Search code examples
regexsubstring

Which regex can I use to find exactly two sub-strings in a longer string?


I am completely new to RegEx and I am struggling even with a simple case.

I would like to identify the following cases, for example:

IR!GBP!INDEX.GBP
IR!GBP!INDEX.USD

where the sub-string GBP (or USD) appears exactly twice in the bigger string. The second time, it can appear only after the INDEX. sub-string. How can I detect it via RegEx?

The big string is formed as follows: the first bit is always "IR", the second is a currency, the third another string, all of them separated by the exclamation mark.

For example, IR!GBP!COUNTERPARTY.USD or IR!USD!INDEX.GBP should not return a match.

I hope my question is clear, and thanks a lot in advance for your help!
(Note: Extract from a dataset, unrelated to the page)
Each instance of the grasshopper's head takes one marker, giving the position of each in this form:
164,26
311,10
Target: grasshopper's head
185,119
I tried various combinations with [a-zA-Z] and +? but ended up nowhere. I admit my inability!


Solution

  • To me it seems like the following ticks your boxes:

    ^IR!([A-Z]+)![A-Z]+\.\1$
    

    See an online demo. The pattern means:

    • ^IR! - Match start of string followed by exactly uppercase 'IR' and an exclamation mark;
    • ([A-Z]+) - A 1st capture group to hold the content of 1+ uppercase characters (your currency);
    • ![A-Z]+\. - A literal '!' before 1+ uppercase chars and a literal (escaped) dot;
    • \1 - Match the content of what was captured in the 1st group;
    • $ - End-line anchor.